I wash my hands in this thy dish,
O man in the moon, do grant my wish,
And come and take this away.

Thank goodness! Now I finally have a cure for my warty hands. And boy was that long. I told you there's a lot of stuff about the moon. If you do decide to test any of these things out, please report back here and let me know how it goes. For now, I leave you with this moon rap:


  1. I have to say, when I saw "moon" I thought, "She's so taking the easy one." But then I read all the way down to the warts part and now have to shake my head in shame and give kudos where it's due because that was digging DEEP ;)

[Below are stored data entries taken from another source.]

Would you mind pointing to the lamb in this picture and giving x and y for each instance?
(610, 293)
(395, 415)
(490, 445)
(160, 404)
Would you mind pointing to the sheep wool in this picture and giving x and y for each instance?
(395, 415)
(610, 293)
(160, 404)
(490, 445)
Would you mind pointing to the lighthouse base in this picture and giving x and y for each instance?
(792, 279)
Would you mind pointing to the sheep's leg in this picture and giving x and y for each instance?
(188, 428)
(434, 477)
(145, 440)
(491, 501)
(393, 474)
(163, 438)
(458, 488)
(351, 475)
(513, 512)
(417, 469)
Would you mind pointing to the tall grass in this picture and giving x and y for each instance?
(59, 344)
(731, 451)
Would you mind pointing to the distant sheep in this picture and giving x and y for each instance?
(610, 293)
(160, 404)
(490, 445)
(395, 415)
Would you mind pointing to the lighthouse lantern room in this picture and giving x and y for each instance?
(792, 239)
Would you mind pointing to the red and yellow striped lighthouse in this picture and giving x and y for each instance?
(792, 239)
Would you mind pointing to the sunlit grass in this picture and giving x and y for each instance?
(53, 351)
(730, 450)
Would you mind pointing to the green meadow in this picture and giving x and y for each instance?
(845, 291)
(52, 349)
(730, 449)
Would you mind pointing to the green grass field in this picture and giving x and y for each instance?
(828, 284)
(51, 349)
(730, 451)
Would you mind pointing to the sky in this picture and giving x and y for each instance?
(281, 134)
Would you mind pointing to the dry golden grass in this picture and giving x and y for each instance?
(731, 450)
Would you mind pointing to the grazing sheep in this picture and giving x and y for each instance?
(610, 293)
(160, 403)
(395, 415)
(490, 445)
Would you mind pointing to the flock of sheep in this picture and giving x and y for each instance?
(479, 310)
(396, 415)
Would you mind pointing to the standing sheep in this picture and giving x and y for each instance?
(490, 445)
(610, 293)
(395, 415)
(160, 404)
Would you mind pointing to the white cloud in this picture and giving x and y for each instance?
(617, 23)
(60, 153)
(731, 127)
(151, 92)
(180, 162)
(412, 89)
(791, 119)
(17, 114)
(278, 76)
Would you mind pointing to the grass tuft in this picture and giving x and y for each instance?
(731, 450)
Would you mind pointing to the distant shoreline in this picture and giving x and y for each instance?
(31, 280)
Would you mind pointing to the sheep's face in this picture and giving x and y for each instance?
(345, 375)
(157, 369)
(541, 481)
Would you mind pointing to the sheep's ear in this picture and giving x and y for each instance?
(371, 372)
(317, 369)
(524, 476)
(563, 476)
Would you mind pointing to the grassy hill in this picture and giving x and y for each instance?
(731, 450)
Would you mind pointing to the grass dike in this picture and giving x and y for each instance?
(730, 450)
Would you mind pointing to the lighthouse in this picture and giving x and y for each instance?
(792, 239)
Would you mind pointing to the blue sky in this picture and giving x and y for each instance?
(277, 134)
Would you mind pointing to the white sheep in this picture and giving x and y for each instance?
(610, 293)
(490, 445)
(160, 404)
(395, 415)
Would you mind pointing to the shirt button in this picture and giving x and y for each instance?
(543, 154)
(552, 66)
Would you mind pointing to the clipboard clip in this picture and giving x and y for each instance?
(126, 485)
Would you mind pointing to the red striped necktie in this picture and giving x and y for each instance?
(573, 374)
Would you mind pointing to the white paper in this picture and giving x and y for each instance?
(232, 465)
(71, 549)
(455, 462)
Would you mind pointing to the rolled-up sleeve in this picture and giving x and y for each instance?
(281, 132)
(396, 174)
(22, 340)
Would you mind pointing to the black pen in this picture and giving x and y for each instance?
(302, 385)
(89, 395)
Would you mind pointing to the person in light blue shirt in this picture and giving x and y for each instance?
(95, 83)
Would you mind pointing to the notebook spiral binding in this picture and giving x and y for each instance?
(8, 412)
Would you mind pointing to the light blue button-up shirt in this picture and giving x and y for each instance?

  2. This is such a fun read, Kate! I love the moon (often more than the sun), and when I was a child, somebody told me that if we pointed at the moon, that'd be rude and something bad would happen (like one of our ears would be bitten off).


  3. @Shelley = When I started, I thought it would be easy too, but I was so wrong. :-)

    @Claudine = I'm so happy that you enjoyed the post. Thank you so much for stopping by.

  4. Fascinating! The moon features in a lot of mythologies and fairytales, so I knew there were going to be a lot of superstitions surrounding it. Thanks for sharing!

  5. @cherie = I'm so glad you liked it. :-)

  6. I really enjoyed your post, Kate. I remember my nanny telling me when I was a child during a full moon, that if I don't finish my food, the witches will come get me. The sad part was that I believed it. LOL!